Viele dieser frühen und frühesten Erfahrungen werden in dem sogenannten „impliziten Gedächtnis“ gespeichert. Dieses ist sozusagen tief vergraben, also nicht abrufbar wie aus dem „expliziten Gedächtnis“, aus dem wir konkrete Erinnerungen ziehen.
Die meisten Menschen können sich ab ca. dem 3. Lebensjahr explizit erinnern, aber auch dann nicht an alles. Davor liegende Kindheitserfahrungen sind dagegen ausschließlich im impliziten Gedächtnis gespeichert und tief verankert.

Wir sind heute die Summe unserer Erfahrungen, und bestimmen unser Handeln und unser Erleben aus dem was uns selbst während unseres Lebens widerfahren ist. Und weil wir uns nicht an alles explizit erinnern, ist uns manches, was uns scheinbar automatisch passiert, heute überhaupt nicht klar.

Warum reagiere ich so oder so? Weshalb habe ich diese unbestimmte Angst? Warum kann ich mich nicht binden? Weshalb gelange ich an die falschen Männer? Woher kommt meine Wut? Wieso fühle ich mich gleich so überfordert? Warum bin ich so harmoniebedürftig? Weshalb habe ich Kontaktschwierigkeiten? Weshalb nehme ich vieles persönlich? Weshalb fühle ich mich gleich schuldig? Wieso habe ich Angst vorm Alleinsein? Weshalb muss ich immer alles unter Kontrolle haben? usw.,

Die Ursachen für unsere Verhaltensmuster sitzen tief. Auch wenn wir uns ab dem 3. Lebensjahr erinnern und meinen einzelne Dinge auf konkrete Erlebnisse zurückführen zu können, so kann es doch noch andere und ursächliche Erfahrungen geben, die im impliziten Gedächtnis abgespeichert sind.

So genügt ein reines darüber sprechen nicht aus um die Verletzungen zu heilen. Mit dem darüber „Sprechen“ gelangen wir nur an die oberste Schicht der Probleme.

Wie kommen wir nun aber an den Kern der Problematik?

Es gibt einen Zugang zum impliziten Gedächtnis: den Körper. Dieser speichert unsere Erfahrungen und Verletzungen nämlich ebenfalls ab.

Aus der Psychologie ist bekannt, dass besonders schockierende oder belastende Erlebnisse „verdrängt“ werden können. Erfahrungen und Erinnerungen werden „abgespalten“, also aus dem bewussten Erleben ausgesperrt.

Ähnlich funktioniert das auch mit Erfahrungen, die im Körper mit abgespeichert sind. Patienten spalten dann quasi ihren Körper ab, sie „dissoziieren“ ihn. Oder einfacher ausgedrückt: die Verbindung zum bewusst erlebten Körpergefühl geht verloren.


Der Nutzen des Ganzen? Wenn Erlebnisse verdrängt werden, muss man sich nicht daran erinnern. Wenn der Körper dissoziiert wird, muss man das Erlebte nicht mehr fühlen.

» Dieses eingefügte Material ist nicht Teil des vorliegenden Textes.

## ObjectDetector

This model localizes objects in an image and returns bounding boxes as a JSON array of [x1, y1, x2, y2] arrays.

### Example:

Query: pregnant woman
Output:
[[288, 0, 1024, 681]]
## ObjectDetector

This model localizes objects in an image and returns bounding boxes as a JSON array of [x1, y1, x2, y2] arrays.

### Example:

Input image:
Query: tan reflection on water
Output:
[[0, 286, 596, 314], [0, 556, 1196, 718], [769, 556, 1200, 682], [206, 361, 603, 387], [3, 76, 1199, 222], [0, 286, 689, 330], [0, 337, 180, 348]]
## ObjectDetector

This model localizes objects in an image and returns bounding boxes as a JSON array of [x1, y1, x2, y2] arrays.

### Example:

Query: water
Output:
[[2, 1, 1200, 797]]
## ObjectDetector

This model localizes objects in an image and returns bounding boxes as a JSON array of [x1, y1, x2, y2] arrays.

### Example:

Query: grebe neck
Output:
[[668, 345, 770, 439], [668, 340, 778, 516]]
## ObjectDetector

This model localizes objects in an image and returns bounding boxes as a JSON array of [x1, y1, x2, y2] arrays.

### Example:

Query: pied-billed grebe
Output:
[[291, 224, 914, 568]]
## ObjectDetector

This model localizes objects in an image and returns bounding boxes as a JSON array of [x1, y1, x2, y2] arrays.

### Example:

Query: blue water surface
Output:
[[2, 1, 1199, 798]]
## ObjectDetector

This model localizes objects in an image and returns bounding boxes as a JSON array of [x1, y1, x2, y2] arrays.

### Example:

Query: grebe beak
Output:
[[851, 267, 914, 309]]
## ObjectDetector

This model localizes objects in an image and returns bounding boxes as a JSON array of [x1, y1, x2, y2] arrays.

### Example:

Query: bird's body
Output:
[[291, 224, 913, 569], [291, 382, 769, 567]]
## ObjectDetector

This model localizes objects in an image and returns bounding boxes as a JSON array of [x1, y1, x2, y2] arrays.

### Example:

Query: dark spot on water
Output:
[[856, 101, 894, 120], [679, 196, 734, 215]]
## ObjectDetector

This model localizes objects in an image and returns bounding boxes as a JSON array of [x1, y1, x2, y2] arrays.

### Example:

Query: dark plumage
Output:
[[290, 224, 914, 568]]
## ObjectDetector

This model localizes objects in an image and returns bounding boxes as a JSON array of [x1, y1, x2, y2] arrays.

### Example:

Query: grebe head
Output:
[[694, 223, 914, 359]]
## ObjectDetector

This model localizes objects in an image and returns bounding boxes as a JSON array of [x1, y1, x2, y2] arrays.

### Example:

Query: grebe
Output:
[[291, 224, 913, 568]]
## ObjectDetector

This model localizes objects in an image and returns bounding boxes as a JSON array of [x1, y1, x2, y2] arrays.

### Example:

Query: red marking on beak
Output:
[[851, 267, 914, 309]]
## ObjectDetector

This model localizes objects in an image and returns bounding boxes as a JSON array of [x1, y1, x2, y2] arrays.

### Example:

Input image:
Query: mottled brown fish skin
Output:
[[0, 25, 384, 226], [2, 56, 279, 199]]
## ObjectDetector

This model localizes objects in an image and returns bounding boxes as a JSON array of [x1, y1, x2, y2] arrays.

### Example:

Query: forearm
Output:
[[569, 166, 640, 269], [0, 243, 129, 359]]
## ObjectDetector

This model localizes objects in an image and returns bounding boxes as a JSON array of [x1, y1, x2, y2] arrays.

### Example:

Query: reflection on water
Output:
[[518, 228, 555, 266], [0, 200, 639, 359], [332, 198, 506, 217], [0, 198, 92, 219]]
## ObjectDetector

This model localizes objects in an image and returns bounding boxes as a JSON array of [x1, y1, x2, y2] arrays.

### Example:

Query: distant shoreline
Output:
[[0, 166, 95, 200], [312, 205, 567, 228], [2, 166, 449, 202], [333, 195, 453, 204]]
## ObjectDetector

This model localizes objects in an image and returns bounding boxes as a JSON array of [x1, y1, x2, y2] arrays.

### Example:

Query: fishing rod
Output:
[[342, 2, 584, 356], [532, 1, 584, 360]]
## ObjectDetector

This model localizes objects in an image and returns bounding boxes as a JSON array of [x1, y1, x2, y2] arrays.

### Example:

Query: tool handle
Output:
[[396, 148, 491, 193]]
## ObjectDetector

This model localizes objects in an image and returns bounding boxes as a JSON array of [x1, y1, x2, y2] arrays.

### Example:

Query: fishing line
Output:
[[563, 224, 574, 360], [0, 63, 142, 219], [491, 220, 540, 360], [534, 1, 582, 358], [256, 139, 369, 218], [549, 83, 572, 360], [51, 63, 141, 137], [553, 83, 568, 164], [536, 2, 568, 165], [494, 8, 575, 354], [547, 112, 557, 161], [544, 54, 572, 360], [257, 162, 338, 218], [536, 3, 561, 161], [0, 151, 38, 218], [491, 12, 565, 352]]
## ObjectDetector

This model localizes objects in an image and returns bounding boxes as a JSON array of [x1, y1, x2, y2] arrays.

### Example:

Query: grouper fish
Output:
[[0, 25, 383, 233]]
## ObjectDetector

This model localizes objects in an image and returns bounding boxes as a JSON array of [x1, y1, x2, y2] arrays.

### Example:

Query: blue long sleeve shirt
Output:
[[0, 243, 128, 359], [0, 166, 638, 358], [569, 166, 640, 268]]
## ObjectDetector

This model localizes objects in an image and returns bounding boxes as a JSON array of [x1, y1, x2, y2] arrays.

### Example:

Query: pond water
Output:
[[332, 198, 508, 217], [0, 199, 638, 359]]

Dies bietet zwar Schutz, und ist deshalb nicht grundsätzlich schlecht. Der Zugang und der heilende Umgang damit wird dann aber nicht mehr möglich.

Was sind weitere Folgen? Wenn wir abgeschnitten sind von unserem Körper, können wir auch nicht auf ihn hören. Wir fühlen nicht, wenn es zu viel wird. Wir halten einfach aus. Wir wundern uns darüber warum wir Kopfschmerzen, Rückenweh oder Schulterverspannungen haben.

Ich hoffe ich konnte Dir einen Einblick geben?